The State Administration for Market Regulation fined Beijing-based Shihui Technology CNY1.5 million (USD235,350), according to a document the watchdog posted on its website yesterday. Shihui Technology also used false or misleading pricing methods to trick consumers or other operators, the SAMR said.
The watchdog also called in businesses in the sector to issue a warning. The SAMR said that it would maintain a high level of awareness about competition in the community group buying market and resolutely maintain market price order.
The SAMR also ordered Shihui Technology to stop doing business in Jiangsu province for three days in order to carry out “rectification.”
It is not the first time that the operator of a community group buying platform has been punished.
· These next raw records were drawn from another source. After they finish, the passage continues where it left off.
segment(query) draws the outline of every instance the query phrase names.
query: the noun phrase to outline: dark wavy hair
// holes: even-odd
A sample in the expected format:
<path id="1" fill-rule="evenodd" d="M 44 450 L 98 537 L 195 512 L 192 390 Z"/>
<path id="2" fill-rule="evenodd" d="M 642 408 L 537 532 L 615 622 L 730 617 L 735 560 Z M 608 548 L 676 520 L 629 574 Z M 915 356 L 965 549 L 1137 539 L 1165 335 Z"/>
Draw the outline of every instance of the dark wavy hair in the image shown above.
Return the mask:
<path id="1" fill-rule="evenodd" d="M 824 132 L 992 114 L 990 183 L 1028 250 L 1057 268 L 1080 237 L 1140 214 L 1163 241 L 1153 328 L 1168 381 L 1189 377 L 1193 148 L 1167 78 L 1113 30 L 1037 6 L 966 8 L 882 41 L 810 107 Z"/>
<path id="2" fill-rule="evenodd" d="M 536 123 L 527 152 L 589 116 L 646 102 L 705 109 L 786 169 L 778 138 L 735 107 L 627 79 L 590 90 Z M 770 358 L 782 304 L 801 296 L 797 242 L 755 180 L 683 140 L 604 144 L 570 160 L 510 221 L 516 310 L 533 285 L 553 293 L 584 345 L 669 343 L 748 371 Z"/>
The SAMR has handed out administrative penalties to many such platforms for improper pricing practices, while telling them to get their houses in order.
Big internet platforms have poured into the group buying market since the second half of last year, dumping goods at below cost by taking advantage of capital, traffic, and data so as to expand rapidly, the SAMR has said.
Such practices have destroyed the normal market pricing order, harmed fair competition, impacted the offline community economy, and hurt the interests of law-abiding small- and mid-sized firms and individual businesses. Consumer interests will also be damaged in the long run, the regulator has said.
After early-stage development, cash subsidies play a less and less important role in group buying, said Ji Diying, a tech analyst with China Renaissance, adding that it will further test the supply chain and warehouse distribution capabilities of individual businesses in future.